後の作品でシリーズ探偵役となる酒島章(さかしましょう)警部は人妻とゴルフばかりして、なぜか最後にちゃかり解決する。
ミステリの趣向として面白いのは、”人物に関するトリック”が4種類も入っているところで、通俗小説として読んでいるとまんまと騙されます。

No.1 4点 江守森江
(2010/05/23 19:09登録)
「私××なんです」で書き出される夕刊紙エロ小説の大家であり芥川賞作家でもある宇能鴻一郎大先生が、覆面作家として嵯峨島昭→(探しましょう)と駄洒落たペンネームでミステリーを書き出した最初の作品。
主人公が登場する女性達とやりまくり、性描写と旅回りの踊り子世界の描写に力点があり、ミステリーよりもエロスを追求した作風で、そのまま宇能鴻一郎名義で発表してもよかったかもしれない。

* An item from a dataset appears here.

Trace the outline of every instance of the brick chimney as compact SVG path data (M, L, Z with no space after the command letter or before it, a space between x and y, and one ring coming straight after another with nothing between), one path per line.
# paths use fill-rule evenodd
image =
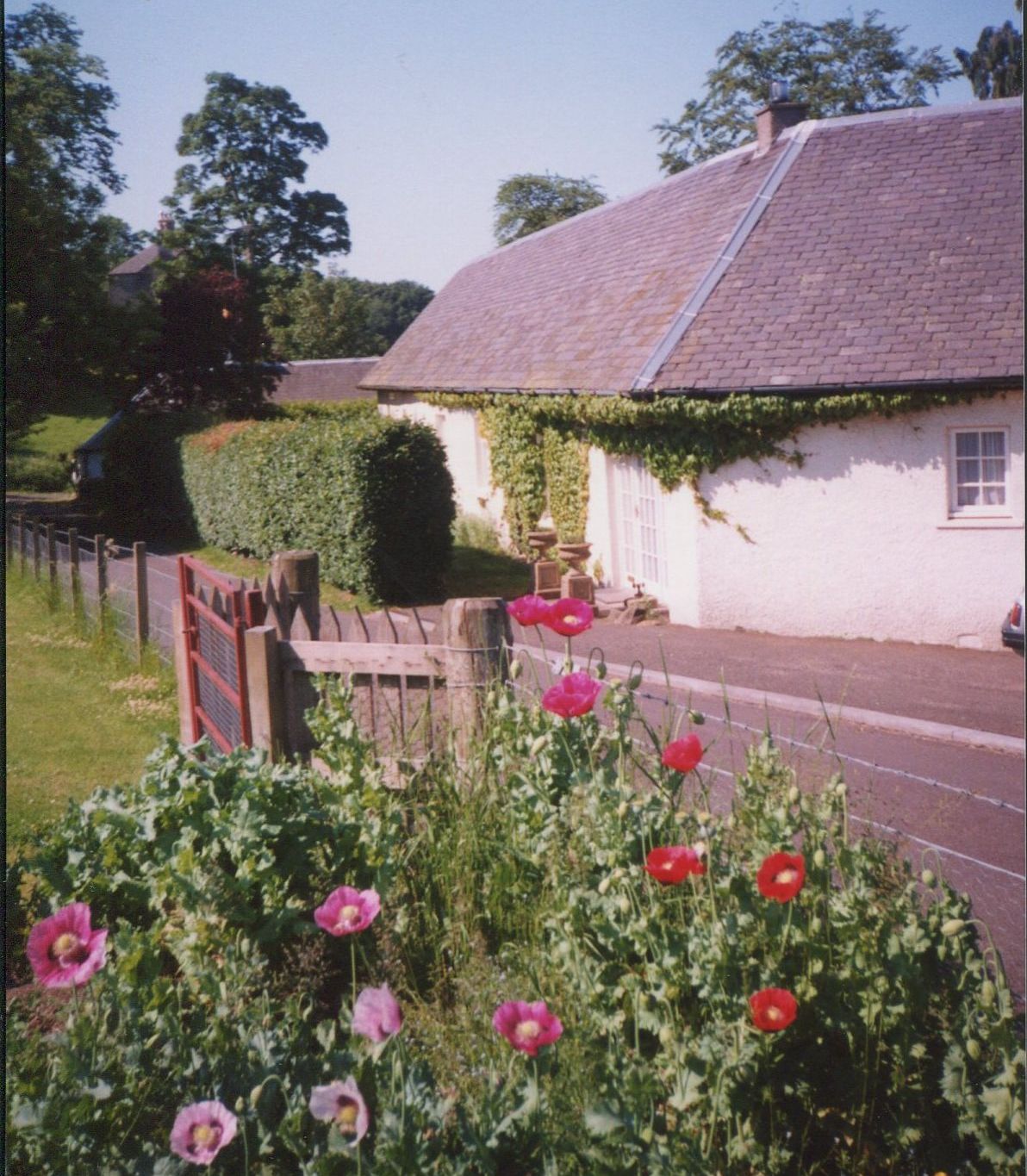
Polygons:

一部では、エロを絡めた結末の付け方がバカミスとして高評価されているが、それ程の作品ではない。
※発表当時より数年先の風俗に関する余談
私が学生時代のストリップは警察の摘発に負けず、まだ過激で本番マナ板ショーなどもあり、先輩に連れていかれ、後輩は舞台に上がるジャンケンに強制参加させられた(寮生の宿命)
親友がジャンケンに勝ち残り、みんなの前でさらし者になったのは今でも語り草で同窓会でも話題になる。